The first half of the question, which some people (whose names I will protect to my dying breath, but their initials are Willie Lewis) feel is a Job Requirement If You Want To Call Yourself A Developer And Work At Amazon, is actually kinda hard. The question is: how do you go from an arithmetic expression (e.g. in a string) such as "2 + (2)" to an expression tree. We may have an ADJ challenge on this question at some point.

The second half is: let's say this is a 2-person project, and your partner, who we'll call "Willie", is responsible for transforming the string expression into a tree. You get the easy part: you need to decide what classes Willie is to construct the tree with. You can do it in any language, but make sure you pick one, or Willie will hand you assembly language. If he's feeling ornery, it will be for a processor that is no longer manufactured in production.

You'd be amazed at how many candidates boff this one.

I won't give away the answer, but a Standard Bad Solution involves the use of a switch or case statment (or just good old-fashioned cascaded-ifs). A Slightly Better Solution involves using a table of function pointers, and the Probably Best Solution involves using polymorphism. I encourage you to work through it sometime. Fun stuff!

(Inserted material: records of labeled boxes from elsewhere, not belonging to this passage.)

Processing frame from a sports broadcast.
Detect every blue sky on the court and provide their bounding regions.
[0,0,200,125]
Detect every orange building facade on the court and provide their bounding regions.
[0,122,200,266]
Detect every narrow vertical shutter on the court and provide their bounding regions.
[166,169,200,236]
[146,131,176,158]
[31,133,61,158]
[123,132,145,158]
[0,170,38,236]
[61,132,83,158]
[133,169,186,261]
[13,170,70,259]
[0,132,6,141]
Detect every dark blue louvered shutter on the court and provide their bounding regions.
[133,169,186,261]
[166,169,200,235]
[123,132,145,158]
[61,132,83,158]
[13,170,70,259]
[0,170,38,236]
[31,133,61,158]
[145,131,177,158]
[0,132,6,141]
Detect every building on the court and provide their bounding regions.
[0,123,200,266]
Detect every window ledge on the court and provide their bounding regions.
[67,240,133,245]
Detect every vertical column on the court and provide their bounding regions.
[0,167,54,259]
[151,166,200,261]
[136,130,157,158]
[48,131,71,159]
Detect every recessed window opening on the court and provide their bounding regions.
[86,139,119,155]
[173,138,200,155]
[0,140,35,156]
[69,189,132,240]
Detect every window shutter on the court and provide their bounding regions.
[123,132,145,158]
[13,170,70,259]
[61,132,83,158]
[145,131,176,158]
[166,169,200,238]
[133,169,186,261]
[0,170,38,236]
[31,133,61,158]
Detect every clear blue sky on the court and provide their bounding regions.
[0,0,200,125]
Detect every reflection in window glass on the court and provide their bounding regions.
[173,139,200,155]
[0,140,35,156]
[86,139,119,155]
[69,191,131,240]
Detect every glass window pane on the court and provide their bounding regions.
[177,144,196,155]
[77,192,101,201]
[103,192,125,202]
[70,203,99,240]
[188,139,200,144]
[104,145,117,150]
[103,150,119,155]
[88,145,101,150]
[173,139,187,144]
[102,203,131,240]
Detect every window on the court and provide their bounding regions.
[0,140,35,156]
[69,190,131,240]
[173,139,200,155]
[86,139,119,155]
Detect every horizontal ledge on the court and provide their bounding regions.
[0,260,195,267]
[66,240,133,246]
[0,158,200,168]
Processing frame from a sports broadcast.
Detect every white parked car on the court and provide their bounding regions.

So, let's try to tackle the problem all three ways. How do you go from an arithmetic expression (e.g. in a string) such as "2 + (2)" to an expression tree using cascaded-if's, a table of function pointers, and/or polymorphism?

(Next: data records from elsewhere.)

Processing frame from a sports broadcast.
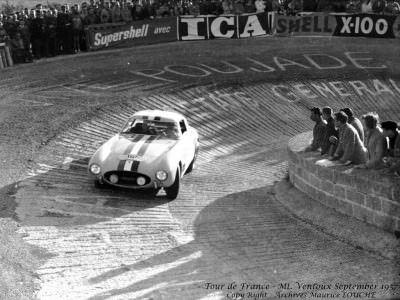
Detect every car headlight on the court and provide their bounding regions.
[90,164,101,175]
[156,170,168,181]
[136,176,146,185]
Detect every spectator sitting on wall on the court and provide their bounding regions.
[100,2,111,23]
[11,32,25,64]
[358,113,387,169]
[321,106,339,156]
[254,0,266,13]
[244,0,256,14]
[381,121,400,175]
[330,111,367,165]
[304,107,327,151]
[233,0,244,15]
[340,107,364,143]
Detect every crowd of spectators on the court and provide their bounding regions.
[305,107,400,176]
[0,0,400,63]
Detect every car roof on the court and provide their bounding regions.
[133,109,184,123]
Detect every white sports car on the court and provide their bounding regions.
[88,110,199,199]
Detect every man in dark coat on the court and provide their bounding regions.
[305,107,329,154]
[381,121,400,175]
[321,106,339,156]
[330,111,367,165]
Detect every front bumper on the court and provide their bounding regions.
[92,171,166,189]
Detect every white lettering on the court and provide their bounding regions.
[344,52,387,69]
[372,79,394,95]
[375,19,389,35]
[164,65,211,78]
[274,56,310,71]
[360,17,374,34]
[246,57,275,73]
[304,53,346,70]
[340,17,351,33]
[272,85,300,102]
[199,60,243,74]
[211,16,235,38]
[180,18,206,41]
[329,81,351,97]
[240,15,267,38]
[293,84,318,99]
[349,80,375,96]
[129,69,176,82]
[311,82,336,97]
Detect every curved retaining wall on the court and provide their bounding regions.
[288,132,400,232]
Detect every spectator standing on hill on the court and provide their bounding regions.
[11,32,25,64]
[30,10,45,59]
[18,21,32,62]
[57,5,72,54]
[340,107,364,143]
[321,106,339,156]
[330,111,367,165]
[111,1,122,23]
[305,107,327,151]
[233,0,244,15]
[71,7,83,53]
[100,2,111,23]
[45,9,57,56]
[381,121,400,175]
[254,0,266,13]
[358,113,387,169]
[121,2,132,23]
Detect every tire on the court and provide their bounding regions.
[94,179,104,189]
[143,188,160,197]
[165,170,180,200]
[185,148,199,174]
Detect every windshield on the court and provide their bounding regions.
[121,119,179,139]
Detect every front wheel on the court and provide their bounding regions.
[165,170,180,200]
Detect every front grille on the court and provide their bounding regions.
[104,171,151,186]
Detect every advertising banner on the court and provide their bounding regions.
[178,13,269,41]
[333,14,396,38]
[272,13,336,36]
[393,16,400,38]
[85,18,177,50]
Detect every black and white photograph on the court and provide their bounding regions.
[0,0,400,300]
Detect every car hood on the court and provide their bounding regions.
[93,134,178,171]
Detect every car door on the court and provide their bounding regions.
[179,119,195,170]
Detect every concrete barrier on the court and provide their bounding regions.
[288,132,400,232]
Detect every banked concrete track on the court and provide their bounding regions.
[1,38,400,300]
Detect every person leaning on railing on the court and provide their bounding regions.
[357,112,388,170]
[381,121,400,176]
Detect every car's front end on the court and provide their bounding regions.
[88,135,177,189]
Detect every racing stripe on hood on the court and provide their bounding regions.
[117,135,143,171]
[123,135,152,171]
[131,135,158,172]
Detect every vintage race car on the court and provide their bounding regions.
[88,110,199,199]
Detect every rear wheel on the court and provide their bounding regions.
[165,170,180,200]
[185,148,199,174]
[94,179,104,189]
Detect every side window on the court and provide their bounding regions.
[179,120,187,134]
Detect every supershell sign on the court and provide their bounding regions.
[178,13,269,41]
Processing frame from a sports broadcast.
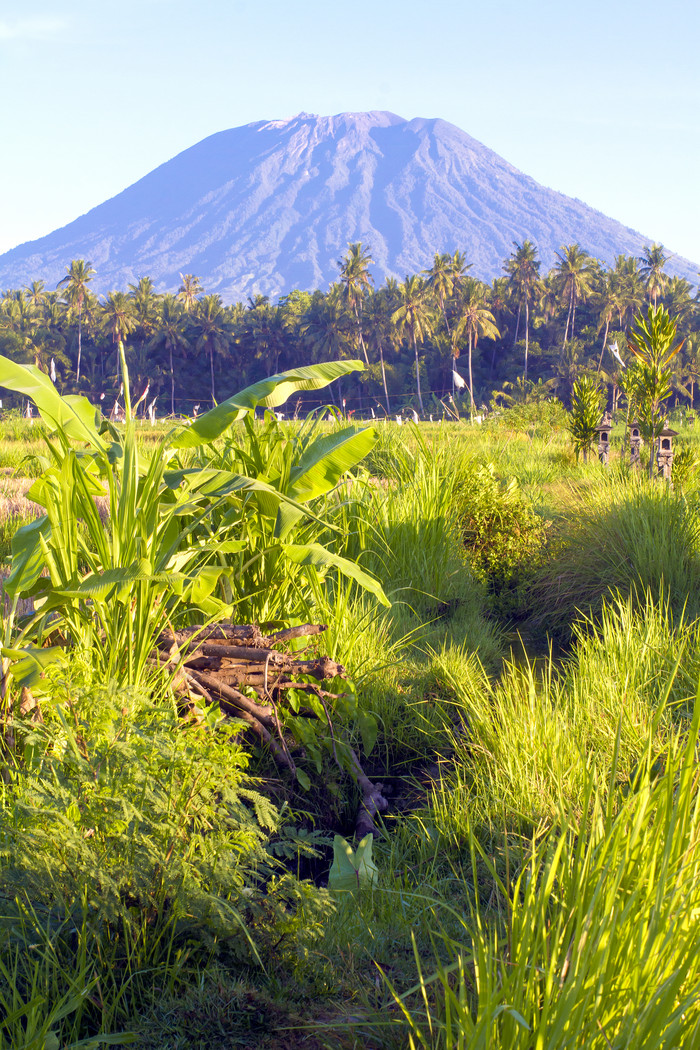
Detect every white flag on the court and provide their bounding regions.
[608,340,627,369]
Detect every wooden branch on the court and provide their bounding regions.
[192,671,274,727]
[351,751,389,839]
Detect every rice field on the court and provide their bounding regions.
[0,386,700,1050]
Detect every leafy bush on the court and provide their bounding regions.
[6,680,280,936]
[567,375,602,463]
[455,463,548,614]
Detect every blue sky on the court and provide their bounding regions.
[0,0,700,266]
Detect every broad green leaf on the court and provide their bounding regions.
[287,426,379,503]
[172,361,364,448]
[328,835,379,893]
[279,543,391,608]
[0,356,107,449]
[186,565,223,605]
[54,559,175,599]
[5,515,51,597]
[297,767,311,791]
[0,646,66,690]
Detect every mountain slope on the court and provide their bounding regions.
[0,112,698,301]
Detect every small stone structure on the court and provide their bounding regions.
[629,422,642,466]
[656,426,678,481]
[595,412,613,466]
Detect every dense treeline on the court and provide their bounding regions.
[0,240,700,416]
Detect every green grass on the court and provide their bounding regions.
[0,405,700,1050]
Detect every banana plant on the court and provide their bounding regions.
[0,344,388,688]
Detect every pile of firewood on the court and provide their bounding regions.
[152,624,388,837]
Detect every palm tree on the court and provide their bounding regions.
[455,277,500,412]
[100,292,139,390]
[148,295,190,416]
[391,274,432,415]
[194,295,230,404]
[57,259,97,383]
[504,240,540,383]
[177,273,203,314]
[369,286,397,416]
[639,244,669,307]
[423,252,470,335]
[338,240,375,364]
[554,245,595,347]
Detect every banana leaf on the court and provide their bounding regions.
[0,356,107,450]
[277,543,391,608]
[171,361,364,448]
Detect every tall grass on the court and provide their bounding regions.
[530,474,700,633]
[384,705,700,1050]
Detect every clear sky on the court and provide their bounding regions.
[0,0,700,266]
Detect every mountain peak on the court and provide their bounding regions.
[0,110,697,301]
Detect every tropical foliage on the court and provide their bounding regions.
[0,240,700,417]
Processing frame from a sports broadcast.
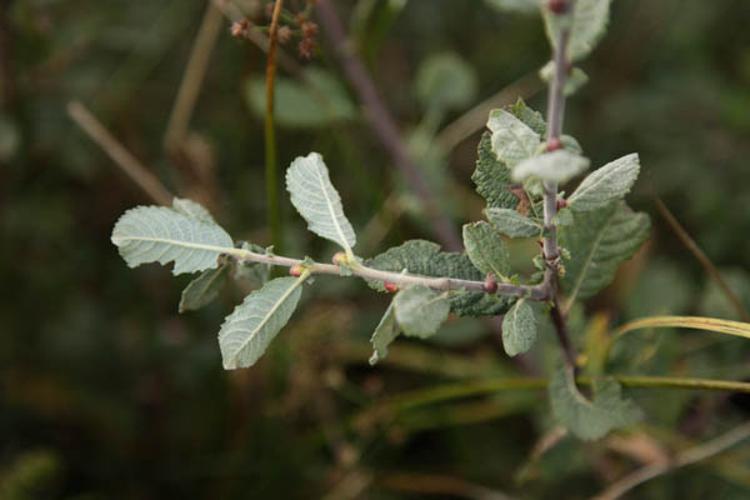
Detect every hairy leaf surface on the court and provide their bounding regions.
[568,153,641,211]
[219,278,304,370]
[485,208,542,238]
[503,299,537,356]
[286,153,357,253]
[463,221,510,279]
[370,302,401,365]
[560,202,650,303]
[179,263,230,313]
[549,367,642,441]
[112,199,234,275]
[393,285,450,338]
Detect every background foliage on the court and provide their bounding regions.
[0,0,750,499]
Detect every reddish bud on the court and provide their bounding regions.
[547,0,570,16]
[484,273,497,293]
[547,137,563,153]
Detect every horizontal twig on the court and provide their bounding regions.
[223,244,546,300]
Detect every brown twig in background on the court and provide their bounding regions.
[593,423,750,500]
[317,0,462,250]
[68,101,173,205]
[164,3,222,152]
[652,194,750,322]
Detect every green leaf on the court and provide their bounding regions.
[393,285,450,338]
[179,263,230,313]
[415,52,478,111]
[286,153,357,254]
[560,202,651,303]
[112,199,234,275]
[463,222,510,280]
[512,149,589,184]
[485,208,542,238]
[568,153,641,211]
[487,109,541,169]
[245,68,356,128]
[549,367,643,441]
[471,132,518,208]
[544,0,611,62]
[370,302,401,365]
[219,275,306,370]
[503,299,536,356]
[367,240,515,316]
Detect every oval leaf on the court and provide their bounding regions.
[393,285,450,338]
[463,222,510,279]
[286,153,357,253]
[112,199,234,274]
[219,277,305,370]
[503,299,536,356]
[568,153,641,211]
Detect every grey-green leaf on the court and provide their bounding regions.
[463,221,510,279]
[393,285,450,338]
[179,263,230,313]
[568,153,641,211]
[286,153,357,253]
[487,109,541,169]
[559,202,650,303]
[544,0,611,62]
[548,367,642,440]
[112,200,234,275]
[503,299,536,356]
[367,240,515,316]
[485,208,542,238]
[219,278,303,370]
[512,149,589,184]
[370,302,401,365]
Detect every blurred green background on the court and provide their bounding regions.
[0,0,750,500]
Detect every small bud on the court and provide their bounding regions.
[484,273,497,293]
[547,0,570,16]
[547,137,563,153]
[331,252,349,266]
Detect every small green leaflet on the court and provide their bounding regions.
[286,153,357,255]
[568,153,641,211]
[544,0,610,62]
[487,109,541,169]
[503,299,536,356]
[179,262,231,313]
[370,302,401,365]
[559,201,651,307]
[548,367,643,441]
[485,208,542,238]
[112,199,234,275]
[463,221,510,281]
[219,274,307,370]
[393,285,450,338]
[512,149,589,184]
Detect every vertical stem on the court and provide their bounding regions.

Feel free to tackle one, two, or all three.

[update: title modified to better match what most of the answers have been.]

Answer 1

String Tokenizer + LL(1) Parser will give you an expression tree... the polymorphism way might involve an abstract Arithmetic class with an "evaluate(a,b)" function, which is overridden for each of the operators involved (Addition, Subtraction etc) to return the appropriate value, and the tree contains Integers and Arithmetic operators, which can be evaluated by a post(?)-order traversal of the tree.

Answer 2

should use a functional language imo. Trees are harder to represent and manipulate in OO languages.

Answer 3

Can someone just show me how your represent 2 + (2) as a BST?

Or maybe this is the real question: how can you represent (2) as a BST? That is the part that is tripping me up.

Obviously, 2 + 2 is easy.

  +
 / \
2   2

The problem, I think, is that we need to parse perentheses, and yet they are not a binary operator? Should we take (2) as a single token, that evaluates to 2?

Answer 4

Or maybe this is the real question: how can you represent (2) as a BST? That is the part that is tripping me up.

Recursion.

Answer 5

The problem, I think, is that we need to parse perentheses, and yet they are not a binary operator? Should we take (2) as a single token, that evaluates to 2?

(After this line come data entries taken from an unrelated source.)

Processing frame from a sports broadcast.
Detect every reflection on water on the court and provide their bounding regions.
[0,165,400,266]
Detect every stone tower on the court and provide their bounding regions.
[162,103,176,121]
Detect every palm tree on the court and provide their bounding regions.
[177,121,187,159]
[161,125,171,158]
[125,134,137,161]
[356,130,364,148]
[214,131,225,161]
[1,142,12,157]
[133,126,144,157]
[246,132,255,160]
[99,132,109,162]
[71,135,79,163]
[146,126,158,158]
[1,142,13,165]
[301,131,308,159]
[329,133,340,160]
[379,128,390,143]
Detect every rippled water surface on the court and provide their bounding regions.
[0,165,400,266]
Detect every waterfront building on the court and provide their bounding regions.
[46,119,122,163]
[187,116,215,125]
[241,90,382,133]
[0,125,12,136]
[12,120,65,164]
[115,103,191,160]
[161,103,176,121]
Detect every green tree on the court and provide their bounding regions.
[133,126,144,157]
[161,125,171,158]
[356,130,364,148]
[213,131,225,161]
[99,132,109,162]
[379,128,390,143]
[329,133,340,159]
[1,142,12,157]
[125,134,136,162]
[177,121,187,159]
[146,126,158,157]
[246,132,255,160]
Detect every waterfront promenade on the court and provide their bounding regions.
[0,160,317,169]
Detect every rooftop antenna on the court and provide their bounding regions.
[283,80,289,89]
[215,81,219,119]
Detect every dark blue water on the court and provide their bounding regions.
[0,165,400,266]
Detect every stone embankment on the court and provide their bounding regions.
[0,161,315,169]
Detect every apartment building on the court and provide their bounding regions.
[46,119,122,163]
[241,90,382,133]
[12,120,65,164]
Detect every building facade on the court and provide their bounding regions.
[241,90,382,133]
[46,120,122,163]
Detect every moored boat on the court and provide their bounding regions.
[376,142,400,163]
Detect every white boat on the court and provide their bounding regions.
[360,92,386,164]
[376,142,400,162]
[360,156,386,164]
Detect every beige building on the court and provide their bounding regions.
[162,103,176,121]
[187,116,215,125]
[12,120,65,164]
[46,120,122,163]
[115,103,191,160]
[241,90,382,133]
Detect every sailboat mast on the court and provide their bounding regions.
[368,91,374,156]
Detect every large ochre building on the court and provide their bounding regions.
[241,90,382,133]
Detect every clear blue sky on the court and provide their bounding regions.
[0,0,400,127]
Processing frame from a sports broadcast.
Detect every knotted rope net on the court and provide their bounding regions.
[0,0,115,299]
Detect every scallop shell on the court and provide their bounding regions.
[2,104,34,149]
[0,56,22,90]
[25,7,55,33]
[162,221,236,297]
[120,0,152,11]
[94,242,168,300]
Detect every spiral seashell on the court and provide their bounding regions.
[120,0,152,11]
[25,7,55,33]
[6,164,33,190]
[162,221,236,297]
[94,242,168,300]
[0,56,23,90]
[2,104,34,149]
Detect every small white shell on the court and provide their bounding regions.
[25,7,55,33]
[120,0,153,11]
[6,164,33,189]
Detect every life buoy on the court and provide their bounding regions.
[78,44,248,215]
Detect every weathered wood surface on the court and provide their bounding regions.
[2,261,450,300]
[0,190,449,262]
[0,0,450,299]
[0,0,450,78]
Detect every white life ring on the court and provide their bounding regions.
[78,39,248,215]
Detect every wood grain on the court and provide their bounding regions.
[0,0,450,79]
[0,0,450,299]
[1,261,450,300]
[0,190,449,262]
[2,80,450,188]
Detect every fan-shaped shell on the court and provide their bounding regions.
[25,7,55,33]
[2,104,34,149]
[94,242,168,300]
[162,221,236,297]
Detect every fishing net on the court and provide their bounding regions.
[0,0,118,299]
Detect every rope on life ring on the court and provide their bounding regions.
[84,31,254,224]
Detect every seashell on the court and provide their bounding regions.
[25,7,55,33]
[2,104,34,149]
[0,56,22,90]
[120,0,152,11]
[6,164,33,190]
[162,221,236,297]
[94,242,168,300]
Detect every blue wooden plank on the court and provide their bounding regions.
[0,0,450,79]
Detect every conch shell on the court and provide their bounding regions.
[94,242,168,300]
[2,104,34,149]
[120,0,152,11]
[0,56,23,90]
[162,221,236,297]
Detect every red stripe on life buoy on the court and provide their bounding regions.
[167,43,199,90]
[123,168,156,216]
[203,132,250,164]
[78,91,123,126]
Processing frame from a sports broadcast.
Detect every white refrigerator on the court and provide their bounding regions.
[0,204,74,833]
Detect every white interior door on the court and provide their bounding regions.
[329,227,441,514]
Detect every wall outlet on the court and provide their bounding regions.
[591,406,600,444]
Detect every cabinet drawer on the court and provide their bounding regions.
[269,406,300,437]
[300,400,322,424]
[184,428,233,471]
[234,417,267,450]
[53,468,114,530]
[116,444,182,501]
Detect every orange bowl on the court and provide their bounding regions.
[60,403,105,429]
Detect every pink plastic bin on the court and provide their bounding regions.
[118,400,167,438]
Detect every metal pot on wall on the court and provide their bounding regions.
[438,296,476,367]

The parens don't need to show up in the expression tree, but they do affect its shape. E.g., the tree for (1+2)+3 is different from 1+(2+3):

    +
   / \
  +   3
 / \
1   2

versus

    +
   / \
  1   +
     / \
    2   3

The parentheses are a "hint" to the parser (e.g., per superjoe30, to "recursively descend")

Answer 6

Re: Justin

I think the tree would look something like this:

  +
 / \
2  ( )
    |
    2

Basically, you'd have an "eval" node, that just evaluates the tree below it. That would then be optimized out to just being:

  +
 / \
2   2

In this case the parens aren't required and don't add anything. They don't add anything logically, so they'd just go away.

Answer 7

This gets into parsing/compiler theory, which is kind of a rabbit hole... The Dragon Book is the standard text for compiler construction, and takes this to extremes. In this particular case, you want to construct a context-free grammar for basic arithmetic, then use that grammar to parse out an abstract syntax tree. You can then iterate over the tree, reducing it from the bottom up (it's at this point you'd apply the polymorphism/function pointers/switch statement to reduce the tree).

I've found these notes to be incredibly helpful in compiler and parsing theory.

Answer 8

Polymorphic Tree Walking, Python version

#!/usr/bin/python

class Node:
    """base class, you should not process one of these"""
    def process(self):
        raise('you should not be processing a node')

class BinaryNode(Node):
    """base class for binary nodes"""
    def __init__(self, _left, _right):
        self.left = _left
        self.right = _right
    def process(self):
        raise('you should not be processing a binarynode')

class Plus(BinaryNode):
    def process(self):
        return self.left.process() + self.right.process()

class Minus(BinaryNode):
    def process(self):
        return self.left.process() - self.right.process()

class Mul(BinaryNode):
    def process(self):
        return self.left.process() * self.right.process()

class Div(BinaryNode):
    def process(self):
        return self.left.process() / self.right.process()

class Num(Node):
    def __init__(self, _value):
        self.value = _value
    def process(self):
        return self.value

def demo(n):
    print n.process()

demo(Num(2))                                       # 2
demo(Plus(Num(2),Num(5)))                          # 2 + 3
demo(Plus(Mul(Num(2),Num(3)),Div(Num(10),Num(5)))) # (2 * 3) + (10 / 2)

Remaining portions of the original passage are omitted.